Nokia uses 'white spaces' technology for indoor positioning (w/ Video)

Apr 30, 2012
Nokia uses 'white spaces' technology for indoor positioning

Scott Probasco is roaming the floor of the hanger at the Imperial War Museum, Duxford, with a Nokia N9 attached to a small box. He passes Concorde, turns right at a World War One bi-plane and pauses underneath a sea rescue helicopter suspended from the ceiling.

Strategically placed signs give detailed information about the history of the historic planes on display at the former airbase outside Cambridge, but Probasco, a Senior Manager at Nokia, doesn’t need to look at them. Using the N9 he is demonstrating a three year Nokia research project to develop indoor information delivery using TV .

TV white spaces are unused parts of the TV spectrum at a particular location. So, for example, part of the signal reserved for a London TV channel may not work in Cambridge – resulting in a ‘white space’ which can potentially be used for proving better and cheaper internet access.

Nokia is demonstrating how indoor information delivery might use this as part of the Cambridge TV White Spaces Trial, which has brought together a consortium of 17 leading technology and media companies.

“We are interested in TV white spaces from the perspective of getting more radio spectrum to give greater internet access capacity,” Probasco explains.

“It’s a new and novel way to access the spectrum. The existing ways are inefficient. Because white spaces are unlicensed we can deploy systems and provide internet access more cheaply.”

White spaces can be used to launch new services, like the Nokia demo at the Imperial War Museum:

This video is not supported by your browser at this time.

“You know when you go to a museum and you put the headset on, and listen to the information about what you’re seeing,” Probasco says, “Well, this basically does away with that.”

As he roams the floor of the hangar the N9 detects his location and pushes him “offers” of information about the different planes.

The Imperial War Museum has vast archives, and multi-media content, which could never be dsiplayed on old-fashioned signs and maps. An indoor information delivery system, which museums could potentially develop as an app, “would be great for displaying that content,” says Ian Crawford, the museum’s head of ICT.

The demo also raises the possibility of developing the system for commercial use in locations like grocery stores, or shopping malls.

“Shop owners might install their own access point to give people free wifi,” says Probasco. “If they do that using white spaces, the users can be located and, as people walk by, the store can target them with offers and coupons. If this is a coupled with a loyalty program, then it can become even more tailored and targeted to what people want.”

The system has some unique advantages: “GPS works really well outdoors, but less well indoors. What we are doing here is about indoor positioning,” Probasco explains.

Unlike information that comes from crowd sourcing, or ‘war driving’, the system uses information automatically generated from a government mandated database that is activated when the equipment in turned on.

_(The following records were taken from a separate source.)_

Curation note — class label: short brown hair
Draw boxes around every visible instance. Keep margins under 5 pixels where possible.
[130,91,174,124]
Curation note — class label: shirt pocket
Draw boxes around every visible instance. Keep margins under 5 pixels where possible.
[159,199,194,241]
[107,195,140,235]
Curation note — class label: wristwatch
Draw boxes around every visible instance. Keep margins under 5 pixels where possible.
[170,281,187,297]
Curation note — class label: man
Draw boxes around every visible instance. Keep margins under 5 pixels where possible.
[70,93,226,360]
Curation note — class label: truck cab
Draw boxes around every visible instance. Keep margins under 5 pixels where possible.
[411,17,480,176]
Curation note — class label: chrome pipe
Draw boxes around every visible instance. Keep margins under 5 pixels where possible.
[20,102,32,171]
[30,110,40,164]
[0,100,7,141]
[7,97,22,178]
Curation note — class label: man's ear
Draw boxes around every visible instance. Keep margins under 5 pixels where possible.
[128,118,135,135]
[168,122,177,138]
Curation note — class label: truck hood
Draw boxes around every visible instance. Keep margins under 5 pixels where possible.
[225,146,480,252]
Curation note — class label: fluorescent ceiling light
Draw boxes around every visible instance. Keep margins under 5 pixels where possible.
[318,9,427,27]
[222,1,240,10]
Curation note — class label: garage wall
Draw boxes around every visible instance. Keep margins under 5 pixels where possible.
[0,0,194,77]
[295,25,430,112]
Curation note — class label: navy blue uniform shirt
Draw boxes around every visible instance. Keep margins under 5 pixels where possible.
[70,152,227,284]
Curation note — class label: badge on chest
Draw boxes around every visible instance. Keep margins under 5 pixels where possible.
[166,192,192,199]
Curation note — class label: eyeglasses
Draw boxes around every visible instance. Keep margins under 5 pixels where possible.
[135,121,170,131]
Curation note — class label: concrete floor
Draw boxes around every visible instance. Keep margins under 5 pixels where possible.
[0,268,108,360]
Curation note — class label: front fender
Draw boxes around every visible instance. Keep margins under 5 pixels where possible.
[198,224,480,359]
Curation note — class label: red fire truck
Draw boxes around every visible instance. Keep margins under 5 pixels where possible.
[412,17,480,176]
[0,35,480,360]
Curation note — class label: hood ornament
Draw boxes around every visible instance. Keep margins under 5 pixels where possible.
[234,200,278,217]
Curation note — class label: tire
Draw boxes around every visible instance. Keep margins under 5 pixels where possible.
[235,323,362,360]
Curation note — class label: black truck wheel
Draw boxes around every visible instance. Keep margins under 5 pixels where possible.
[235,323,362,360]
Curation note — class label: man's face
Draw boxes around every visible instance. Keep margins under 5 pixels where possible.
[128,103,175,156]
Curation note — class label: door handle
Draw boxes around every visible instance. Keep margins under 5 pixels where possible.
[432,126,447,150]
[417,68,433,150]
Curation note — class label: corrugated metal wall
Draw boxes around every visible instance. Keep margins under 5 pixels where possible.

It’s hard not to notice the box Scott is carrying around, attached by a cable to the N9. The box is a simple radio system operating in UHF TV bands that connects to a TV white space database to determine which TV channels are available for use.

The Nokia N9 connects to the Internet over the TV white space, and the App contacts the Nokia service on the Internet. Using the location provided by the TV white space database, the Nokia servers then deliver information about nearby aircraft to the App in the phone.

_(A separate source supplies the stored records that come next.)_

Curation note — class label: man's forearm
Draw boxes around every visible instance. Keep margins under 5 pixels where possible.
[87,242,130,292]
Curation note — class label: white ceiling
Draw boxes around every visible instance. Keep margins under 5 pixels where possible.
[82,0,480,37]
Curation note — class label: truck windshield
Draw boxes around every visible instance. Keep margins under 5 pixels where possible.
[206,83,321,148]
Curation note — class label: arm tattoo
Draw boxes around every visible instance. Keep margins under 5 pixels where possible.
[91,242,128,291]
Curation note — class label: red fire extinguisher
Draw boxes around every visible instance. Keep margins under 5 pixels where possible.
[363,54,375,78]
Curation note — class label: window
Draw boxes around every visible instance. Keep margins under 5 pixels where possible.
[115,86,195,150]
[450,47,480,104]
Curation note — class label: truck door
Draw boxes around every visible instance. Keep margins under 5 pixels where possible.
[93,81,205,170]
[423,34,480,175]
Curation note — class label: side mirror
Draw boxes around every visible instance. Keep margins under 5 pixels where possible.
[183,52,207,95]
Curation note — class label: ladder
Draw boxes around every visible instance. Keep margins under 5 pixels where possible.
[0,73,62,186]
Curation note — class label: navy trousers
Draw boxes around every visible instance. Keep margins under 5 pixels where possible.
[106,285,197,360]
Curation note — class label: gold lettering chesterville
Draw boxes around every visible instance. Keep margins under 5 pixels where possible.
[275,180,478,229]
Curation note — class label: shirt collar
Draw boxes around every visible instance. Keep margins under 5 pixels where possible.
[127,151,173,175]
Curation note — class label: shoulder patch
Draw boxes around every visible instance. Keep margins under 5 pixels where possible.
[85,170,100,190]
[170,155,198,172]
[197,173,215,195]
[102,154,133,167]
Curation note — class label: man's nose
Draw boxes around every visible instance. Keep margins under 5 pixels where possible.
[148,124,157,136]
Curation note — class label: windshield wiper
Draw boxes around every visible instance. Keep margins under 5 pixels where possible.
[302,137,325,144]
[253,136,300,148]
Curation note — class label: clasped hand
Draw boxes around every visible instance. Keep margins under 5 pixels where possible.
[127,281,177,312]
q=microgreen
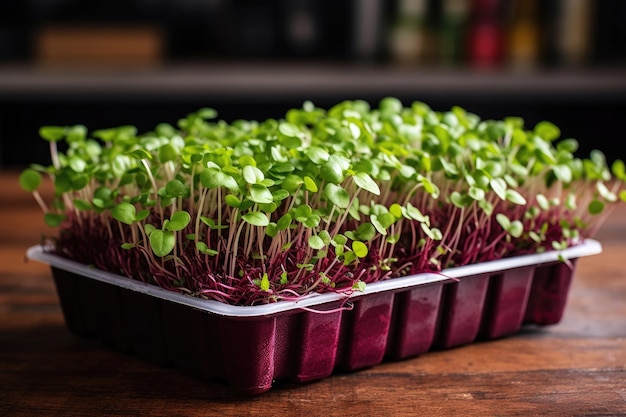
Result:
[19,97,626,305]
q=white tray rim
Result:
[26,239,602,318]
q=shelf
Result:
[0,63,626,99]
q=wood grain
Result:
[0,172,626,417]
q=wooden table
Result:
[0,171,626,417]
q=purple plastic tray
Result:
[27,239,602,394]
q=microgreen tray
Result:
[27,239,602,394]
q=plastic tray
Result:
[27,239,602,394]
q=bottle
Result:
[467,0,504,69]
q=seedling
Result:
[20,98,626,305]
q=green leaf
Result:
[489,178,507,200]
[243,165,265,184]
[249,184,274,204]
[150,229,176,257]
[158,143,178,163]
[200,168,239,192]
[241,211,270,227]
[72,198,92,211]
[507,220,524,238]
[320,158,344,184]
[496,213,511,231]
[165,210,191,232]
[552,165,572,183]
[303,176,318,193]
[352,172,380,195]
[165,179,189,197]
[356,222,376,241]
[506,189,526,206]
[468,187,485,201]
[19,168,41,192]
[305,146,330,165]
[352,240,368,258]
[324,183,350,209]
[596,181,617,202]
[370,214,387,236]
[39,126,67,142]
[224,194,241,208]
[111,202,137,224]
[535,121,561,142]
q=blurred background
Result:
[0,0,626,167]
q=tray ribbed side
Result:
[52,263,574,394]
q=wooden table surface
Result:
[0,171,626,417]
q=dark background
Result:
[0,0,626,167]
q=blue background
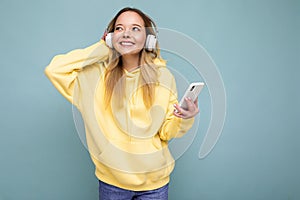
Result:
[0,0,300,200]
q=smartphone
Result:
[179,82,204,110]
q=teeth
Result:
[121,42,133,46]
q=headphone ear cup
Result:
[105,32,113,49]
[145,34,157,51]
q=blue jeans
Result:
[99,181,169,200]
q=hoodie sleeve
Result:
[159,78,194,141]
[45,40,109,103]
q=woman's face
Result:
[112,11,146,55]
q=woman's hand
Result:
[173,97,199,119]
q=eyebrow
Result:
[115,24,142,27]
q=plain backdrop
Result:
[0,0,300,200]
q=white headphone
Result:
[105,32,157,51]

The phone uses signal strength measurements to refine the location provided by the TV white space database, which is accurate to about 10 metres.

“Before this system can be used in commercial devices, and we can get rid of this box, we need mass produced chips to fit inside the phones, and those will only come when the standards have been developed,” Probasco says. That technology will probably not be standardized and available before 2015. Before then is investigating other trials in Brazil, Singapore and Finland.

Scott Probasco and Ian Crawford resume walking the hanger, passing the aircraft that transformed the 20th Century, while discussing the kind of forward-thinking innovation in mobile technology that will transform the next.